A climate change course is required learning for all incoming freshmen at the University of California San Diego starting this semester.
The “Jane Teranes Climate Change Education Requirement” will help students learn about the “fundamental challenge that we face in the university [or] on this planet in the coming hundred years,” Professor Sarah Gille told The College Fix on a phone interview.
Gille, a climate scientist, served on the faculty senate workgroup with the administration to finalize the requirement.
The 30 percent of the class content “should be focused on understanding and addressing climate change and its impacts,” according to an academic senate memo.
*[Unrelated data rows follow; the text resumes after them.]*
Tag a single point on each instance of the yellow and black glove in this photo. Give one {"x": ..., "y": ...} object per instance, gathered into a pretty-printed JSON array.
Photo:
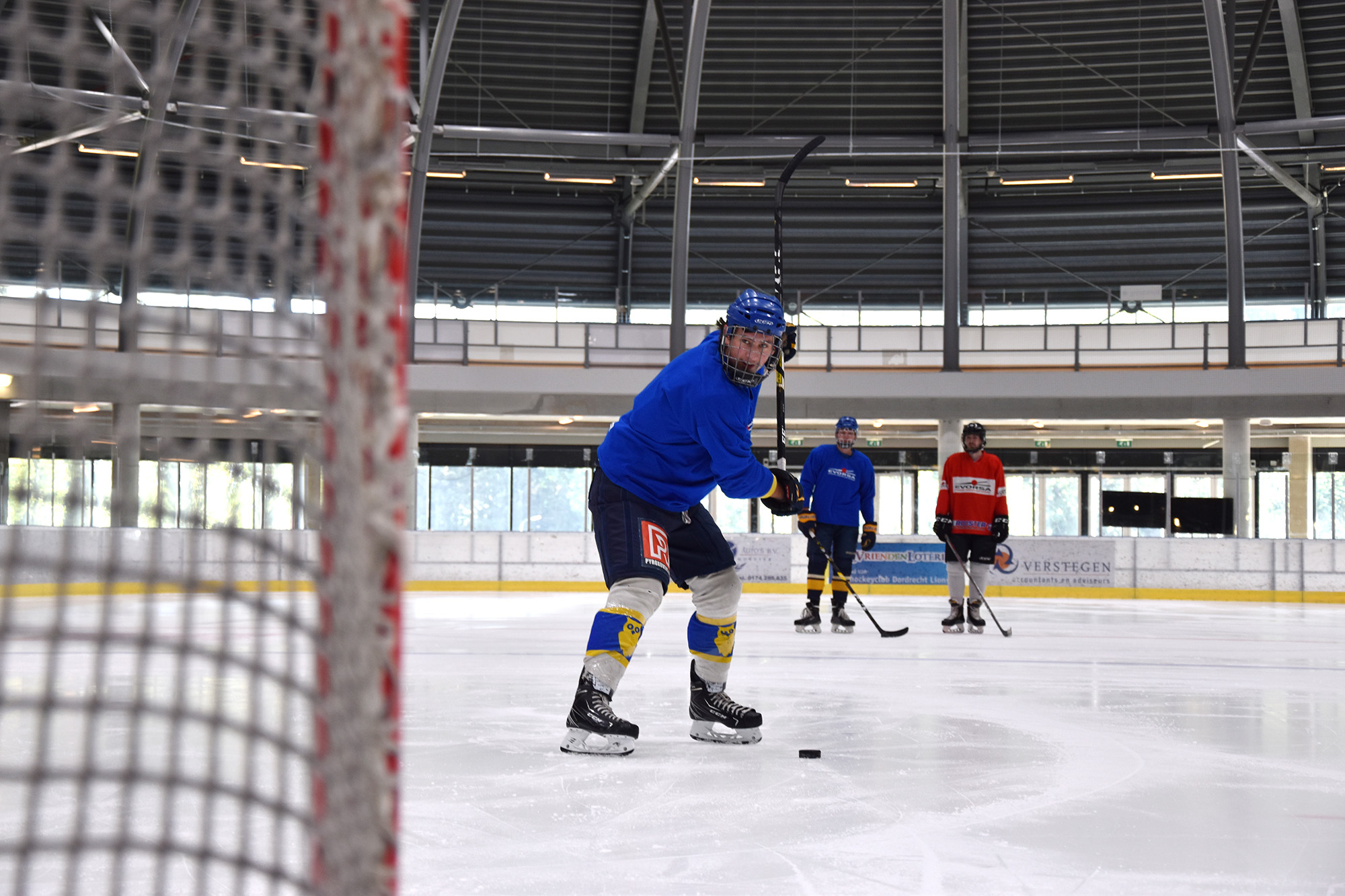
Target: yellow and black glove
[{"x": 870, "y": 537}]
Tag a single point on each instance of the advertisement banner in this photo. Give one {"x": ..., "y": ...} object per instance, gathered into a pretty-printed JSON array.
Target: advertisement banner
[
  {"x": 1071, "y": 563},
  {"x": 762, "y": 557}
]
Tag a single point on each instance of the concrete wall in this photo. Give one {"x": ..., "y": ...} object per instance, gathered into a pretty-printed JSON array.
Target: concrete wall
[{"x": 38, "y": 557}]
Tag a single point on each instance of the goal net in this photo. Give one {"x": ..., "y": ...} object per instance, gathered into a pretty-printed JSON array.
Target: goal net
[{"x": 202, "y": 330}]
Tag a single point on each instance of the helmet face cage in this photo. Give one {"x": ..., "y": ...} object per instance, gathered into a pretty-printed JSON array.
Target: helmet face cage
[
  {"x": 973, "y": 430},
  {"x": 736, "y": 369}
]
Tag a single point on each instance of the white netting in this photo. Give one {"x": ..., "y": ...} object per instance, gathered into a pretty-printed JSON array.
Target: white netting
[{"x": 201, "y": 323}]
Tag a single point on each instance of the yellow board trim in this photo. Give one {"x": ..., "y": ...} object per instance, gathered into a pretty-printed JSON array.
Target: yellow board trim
[{"x": 436, "y": 585}]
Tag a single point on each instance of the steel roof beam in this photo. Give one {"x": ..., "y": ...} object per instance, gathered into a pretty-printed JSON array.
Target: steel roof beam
[
  {"x": 1223, "y": 77},
  {"x": 1297, "y": 67},
  {"x": 695, "y": 45}
]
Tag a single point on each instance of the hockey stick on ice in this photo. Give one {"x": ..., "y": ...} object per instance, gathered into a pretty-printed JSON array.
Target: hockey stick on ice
[
  {"x": 968, "y": 571},
  {"x": 883, "y": 631},
  {"x": 779, "y": 294}
]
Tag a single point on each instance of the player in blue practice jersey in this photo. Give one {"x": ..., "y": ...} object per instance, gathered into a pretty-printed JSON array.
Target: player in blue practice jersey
[
  {"x": 691, "y": 430},
  {"x": 839, "y": 487}
]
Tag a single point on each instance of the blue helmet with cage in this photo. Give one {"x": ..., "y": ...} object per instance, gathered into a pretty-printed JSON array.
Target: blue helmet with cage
[
  {"x": 847, "y": 431},
  {"x": 751, "y": 313}
]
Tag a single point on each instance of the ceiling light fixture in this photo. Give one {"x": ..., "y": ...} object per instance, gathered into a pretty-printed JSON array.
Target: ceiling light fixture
[
  {"x": 271, "y": 165},
  {"x": 728, "y": 184},
  {"x": 1200, "y": 175},
  {"x": 1032, "y": 182},
  {"x": 96, "y": 151},
  {"x": 560, "y": 179},
  {"x": 882, "y": 184}
]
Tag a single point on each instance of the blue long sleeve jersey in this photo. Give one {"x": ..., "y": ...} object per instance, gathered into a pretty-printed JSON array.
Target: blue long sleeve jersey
[
  {"x": 839, "y": 489},
  {"x": 689, "y": 430}
]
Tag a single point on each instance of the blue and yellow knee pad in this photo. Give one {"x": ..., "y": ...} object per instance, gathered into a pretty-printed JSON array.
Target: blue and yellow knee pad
[
  {"x": 617, "y": 631},
  {"x": 712, "y": 639}
]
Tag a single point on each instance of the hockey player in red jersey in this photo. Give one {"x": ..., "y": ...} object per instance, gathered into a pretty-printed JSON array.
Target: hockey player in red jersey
[{"x": 972, "y": 517}]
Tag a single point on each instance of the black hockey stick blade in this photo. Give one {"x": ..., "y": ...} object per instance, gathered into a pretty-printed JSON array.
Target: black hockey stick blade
[
  {"x": 962, "y": 563},
  {"x": 883, "y": 633}
]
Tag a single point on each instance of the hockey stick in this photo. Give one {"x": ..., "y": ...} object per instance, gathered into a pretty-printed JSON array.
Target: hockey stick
[
  {"x": 968, "y": 571},
  {"x": 883, "y": 631},
  {"x": 779, "y": 294}
]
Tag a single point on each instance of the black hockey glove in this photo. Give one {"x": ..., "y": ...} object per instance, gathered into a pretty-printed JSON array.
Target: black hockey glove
[
  {"x": 790, "y": 343},
  {"x": 790, "y": 498},
  {"x": 870, "y": 537},
  {"x": 809, "y": 524}
]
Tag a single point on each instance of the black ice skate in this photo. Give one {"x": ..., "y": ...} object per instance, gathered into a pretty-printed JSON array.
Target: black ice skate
[
  {"x": 976, "y": 624},
  {"x": 810, "y": 620},
  {"x": 841, "y": 622},
  {"x": 954, "y": 622},
  {"x": 594, "y": 728},
  {"x": 709, "y": 705}
]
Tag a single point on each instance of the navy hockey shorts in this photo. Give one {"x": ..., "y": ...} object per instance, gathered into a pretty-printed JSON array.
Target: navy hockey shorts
[
  {"x": 840, "y": 542},
  {"x": 637, "y": 540},
  {"x": 974, "y": 549}
]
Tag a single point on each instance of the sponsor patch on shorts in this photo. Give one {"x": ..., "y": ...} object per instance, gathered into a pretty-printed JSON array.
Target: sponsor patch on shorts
[{"x": 654, "y": 542}]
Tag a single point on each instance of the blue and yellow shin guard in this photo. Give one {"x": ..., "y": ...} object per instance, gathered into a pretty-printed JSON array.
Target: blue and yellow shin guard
[
  {"x": 712, "y": 639},
  {"x": 617, "y": 631}
]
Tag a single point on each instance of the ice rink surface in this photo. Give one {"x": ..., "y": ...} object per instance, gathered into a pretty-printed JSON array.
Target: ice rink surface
[{"x": 1109, "y": 747}]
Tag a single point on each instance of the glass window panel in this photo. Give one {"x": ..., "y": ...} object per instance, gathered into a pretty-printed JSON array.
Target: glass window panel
[
  {"x": 1062, "y": 510},
  {"x": 558, "y": 499},
  {"x": 451, "y": 498},
  {"x": 492, "y": 498},
  {"x": 1272, "y": 512},
  {"x": 1023, "y": 505},
  {"x": 279, "y": 495},
  {"x": 423, "y": 497},
  {"x": 927, "y": 483},
  {"x": 521, "y": 498}
]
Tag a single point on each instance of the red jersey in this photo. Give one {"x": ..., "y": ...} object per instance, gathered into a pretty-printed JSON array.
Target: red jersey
[{"x": 973, "y": 493}]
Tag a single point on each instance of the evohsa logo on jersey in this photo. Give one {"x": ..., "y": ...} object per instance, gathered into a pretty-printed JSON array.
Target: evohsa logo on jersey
[
  {"x": 654, "y": 541},
  {"x": 974, "y": 485}
]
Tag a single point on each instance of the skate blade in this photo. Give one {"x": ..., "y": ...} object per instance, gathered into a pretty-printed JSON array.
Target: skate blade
[
  {"x": 705, "y": 732},
  {"x": 579, "y": 741}
]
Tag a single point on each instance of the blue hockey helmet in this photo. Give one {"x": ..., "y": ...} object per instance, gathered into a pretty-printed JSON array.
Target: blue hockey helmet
[{"x": 757, "y": 313}]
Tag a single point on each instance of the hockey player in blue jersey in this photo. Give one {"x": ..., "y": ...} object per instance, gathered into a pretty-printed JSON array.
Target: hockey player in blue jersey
[
  {"x": 689, "y": 431},
  {"x": 837, "y": 483}
]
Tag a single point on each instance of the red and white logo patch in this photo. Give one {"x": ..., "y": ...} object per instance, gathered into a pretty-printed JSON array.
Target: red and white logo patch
[{"x": 656, "y": 544}]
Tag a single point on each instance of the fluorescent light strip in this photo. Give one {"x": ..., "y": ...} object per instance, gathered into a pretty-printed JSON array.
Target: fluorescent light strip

“Students can fulfill the requirement in courses that span the entire curriculum,” Gille told The Fix when asked about possible pushback from students who study in fields unrelated to climate change.
“There are courses in literature that cover the literature related to climate change – climate fiction, for example – and there are courses in policy, there are courses in environmental economics,” Gille said. “Students may feel like this is an unexpected requirement, but it’s not intended to increase their time to degree.”
The requirement “does not increase the number of courses required for graduation” according to a university website.
Gille said “the impact will be different for different students” and that the classes in the various departments will cause students to “confront climate questions in very different ways and that will equip them in different ways for what happens next.”
Qualifying classes this semester include “Gender and Climate Justice,” “Philosophy and the Environment” and “Intro to Environmental Studies,” according to the university.
With regard to the veracity of climate change and its impact on the environment, the professor said that “scientists are intrinsically super skeptical” and that “there is indisputable evidence for the climate change that we see.”
Climate change claims ‘used to justify restrictions on everything,’ expert says
But a researcher with the California Policy Center questioned the claims of climate change proponents.
Edward Ring said “the entire meaning of the phrase ‘climate change’ is propaganda,” during a phone interview with The Fix. He is the director of water and energy policy for the conservative think tank.
It’s “a concept that’s used to justify restrictions on everything, from the ability to build new homes and roads and other infrastructure to water and energy projects to the food we eat or travel, to how much we consume of literally anything,” Ring said.
He has written several books about public policy, including one on water policy, according to his bio.
He cited scientists like former Georgia Institute of Technology climatologist Judith Curry and former MIT climate scientist Richard Lindzen, and “so many … impeccably credential[ed scientists] that are telling us this is not a crisis.”
Moreover, he spoke of climate change being used to justify projects such as mining lithium, cobalt, and copper in Indonesia, West Africa, and South America.
“The resource requirement for so-called renewable energy is about ten times the resource requirement for conventional energy,” Ring said.
He called it “neocolonialism” and said “it’s a form of imperialism hiding behind ‘green’ ideology.”
“It’s a form of corporatism where you have government-funded corporations monopolizing entire industry sectors,” Ring said. “And it’s all being done in the name of saving the planet.”
When asked about pros and cons of climate change requirements for undergraduates, he said that any environmental course requirement at a university level should present climate change as a theory, and not as a “settled science.”
Ring spoke about some “hopeful signs,” when asked about the overall trends of recent degree requirements in higher education.
He said that parents and students are waking up to the idea that many degrees aren’t worth anything and beginning to demand that “their tuition buys an education that’s marketable,” while Governor Ron DeSantis in Florida and activists like Chris Rufo, are “making some significant changes in some of their colleges and universities.”
However, the process of turning around trends in higher education is often “one step forward and two steps backward, because the woke bureaucracy and the climate crisis bureaucracy are so entrenched that they get around these things.”
Higher education leaders will change labels on courses and ideologies which parents and students object to and “go right on indoctrinating students,” Ring said.